The purchase from open market through tendering process would be 24.28 per cent lower than 1.40 million tonnes imported in the corresponding period of this year.

The BPC is now receiving bids from global suppliers to import the oil products include diesel, jet fuel, furnace oil and octane to meet the domestic demand, a senior BPC official told the FE on Tuesday.

He said the import would reduce substantially in the next several months due to reduced consumption in the oil-fired power plants and irrigation pumps owing to the import of LNG (liquefied natural gas).

Some dual-fuel power plants those were running on diesel are now operating on natural gas as the consequence, he added.

BPC intends to import the petroleum products under four groups, namely Group A, Group B, Group C and Group D on CFR (cost and freight) basis at Chattogram port.

Under Group A, the selected international oil supplier would provide 390,000-450,000 tonnes of diesel and 60,000 tonnes of jet fuel.

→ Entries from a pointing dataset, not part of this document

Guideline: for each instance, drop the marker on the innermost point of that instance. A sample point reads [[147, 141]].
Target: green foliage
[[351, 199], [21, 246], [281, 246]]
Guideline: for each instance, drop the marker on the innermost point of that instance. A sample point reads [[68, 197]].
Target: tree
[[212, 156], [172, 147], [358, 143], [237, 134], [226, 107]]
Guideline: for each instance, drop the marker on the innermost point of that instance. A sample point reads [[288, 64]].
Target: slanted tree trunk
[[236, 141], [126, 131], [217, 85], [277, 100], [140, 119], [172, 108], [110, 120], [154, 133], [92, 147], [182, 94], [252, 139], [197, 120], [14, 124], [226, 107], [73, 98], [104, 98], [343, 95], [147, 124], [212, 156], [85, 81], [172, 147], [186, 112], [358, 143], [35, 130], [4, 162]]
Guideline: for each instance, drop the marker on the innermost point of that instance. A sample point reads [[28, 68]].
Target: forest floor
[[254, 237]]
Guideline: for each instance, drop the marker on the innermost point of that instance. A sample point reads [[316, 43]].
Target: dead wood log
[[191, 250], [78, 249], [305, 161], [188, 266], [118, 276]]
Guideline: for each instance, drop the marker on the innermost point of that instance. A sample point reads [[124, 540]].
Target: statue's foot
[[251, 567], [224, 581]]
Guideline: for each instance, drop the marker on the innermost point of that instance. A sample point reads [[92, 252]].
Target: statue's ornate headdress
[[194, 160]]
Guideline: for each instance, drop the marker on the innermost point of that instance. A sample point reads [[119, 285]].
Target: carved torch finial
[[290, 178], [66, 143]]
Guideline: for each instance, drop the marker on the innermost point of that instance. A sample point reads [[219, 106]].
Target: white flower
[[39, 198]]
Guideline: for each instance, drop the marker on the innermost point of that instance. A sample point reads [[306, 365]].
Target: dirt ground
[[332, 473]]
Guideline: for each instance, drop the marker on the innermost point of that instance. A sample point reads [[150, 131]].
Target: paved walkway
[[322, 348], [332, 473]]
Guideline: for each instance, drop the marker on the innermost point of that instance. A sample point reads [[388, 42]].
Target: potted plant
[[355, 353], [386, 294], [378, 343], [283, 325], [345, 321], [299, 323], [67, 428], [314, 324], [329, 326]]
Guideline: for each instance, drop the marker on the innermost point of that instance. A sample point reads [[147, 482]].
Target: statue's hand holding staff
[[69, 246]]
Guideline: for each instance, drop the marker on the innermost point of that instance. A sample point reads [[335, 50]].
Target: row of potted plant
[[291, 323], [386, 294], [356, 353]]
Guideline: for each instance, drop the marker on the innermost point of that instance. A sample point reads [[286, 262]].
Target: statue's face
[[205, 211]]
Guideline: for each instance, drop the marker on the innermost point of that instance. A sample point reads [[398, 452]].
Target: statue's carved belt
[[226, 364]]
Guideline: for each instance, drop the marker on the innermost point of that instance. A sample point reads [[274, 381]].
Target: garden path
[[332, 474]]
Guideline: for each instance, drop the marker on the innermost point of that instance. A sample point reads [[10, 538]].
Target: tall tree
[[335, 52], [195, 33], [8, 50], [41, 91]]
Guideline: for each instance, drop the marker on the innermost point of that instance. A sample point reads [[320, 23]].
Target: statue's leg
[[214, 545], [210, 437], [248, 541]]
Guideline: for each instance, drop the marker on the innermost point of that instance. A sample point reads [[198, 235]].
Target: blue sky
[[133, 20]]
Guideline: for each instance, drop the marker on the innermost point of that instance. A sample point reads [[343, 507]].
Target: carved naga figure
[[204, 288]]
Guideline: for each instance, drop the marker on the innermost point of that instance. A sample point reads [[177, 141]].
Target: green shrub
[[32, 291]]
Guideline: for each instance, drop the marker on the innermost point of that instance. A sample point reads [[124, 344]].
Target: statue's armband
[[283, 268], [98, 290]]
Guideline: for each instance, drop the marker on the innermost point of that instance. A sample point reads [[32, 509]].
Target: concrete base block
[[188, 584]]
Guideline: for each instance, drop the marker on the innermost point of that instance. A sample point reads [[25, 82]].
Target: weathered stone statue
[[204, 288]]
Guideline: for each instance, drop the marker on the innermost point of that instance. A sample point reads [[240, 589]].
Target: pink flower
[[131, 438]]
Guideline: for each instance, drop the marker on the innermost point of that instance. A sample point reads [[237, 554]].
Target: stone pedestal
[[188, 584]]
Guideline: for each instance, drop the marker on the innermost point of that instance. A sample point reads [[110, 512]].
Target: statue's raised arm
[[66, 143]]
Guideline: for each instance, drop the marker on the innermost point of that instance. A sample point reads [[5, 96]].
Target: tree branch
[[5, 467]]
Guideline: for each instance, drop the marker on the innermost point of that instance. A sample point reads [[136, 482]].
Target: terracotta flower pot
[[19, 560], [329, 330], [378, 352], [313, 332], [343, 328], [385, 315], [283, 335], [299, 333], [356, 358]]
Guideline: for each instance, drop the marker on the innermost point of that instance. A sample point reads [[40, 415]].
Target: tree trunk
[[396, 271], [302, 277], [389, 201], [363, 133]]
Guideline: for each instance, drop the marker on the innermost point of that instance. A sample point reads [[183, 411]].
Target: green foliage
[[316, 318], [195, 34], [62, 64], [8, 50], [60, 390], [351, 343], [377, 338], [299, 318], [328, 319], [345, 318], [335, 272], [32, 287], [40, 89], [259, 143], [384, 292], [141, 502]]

Under Group B, the selected international oil supplier would provide similarly 370,000-430,000 tonnes of diesel and 50,000 tonnes of jet fuel.

For group C, the selected supplier would provide around 40,000 tonnes of furnace oil and under Group D, the selected international oil supplier would provide around 30,000 tonnes of octane.

To take part in the bidding, the bidder must own a crude oil refinery having a refining capacity of at least 3.0 million mt a year while annual turnover of the bidder must be a minimum of US$ 3.0 billion.

The interested bidder must have to have experience of satisfactorily completing export of at least 2.0 million tonnes of petroleum products annually over the past three years.

The oil suppliers will be able to submit bids either for any of the four, three, two or all the groups.

The bid submission deadline is November 25 and the offer validity would be until March 24, 2020.

Currently, BPC has been importing diesel from Unipec at a premium of $2.66 per barrel to Mean of Platts Arab Gulf (MoPAG) diesel assessments for H2, 2019 on a CFR basis under tendering system.

It has been importing jet fuel at a premium of $3.66 per barrel to MOPAG jet fuel assessments on CFR basis, from Unipec Singapore Pte Ltd during H2, 2019.

BPC has been importing furnace oil at a premium of $24.88 per tonne to MOPAG assessments for furnace oil and octane at a premium of $4.10 per barrel to MOPAG assessments for octane from Vitol Asia during H2 2019.

BPC usually imports annually around 3.5 million tonnes of diesel, 2.0 million tonnes of furnace oil, 350,000 tonnes of jet fuel to meet the local demand.

The state-run oil corporation sources around half of its refined oil products through open tender and the remaining half through government-to-government negotiations.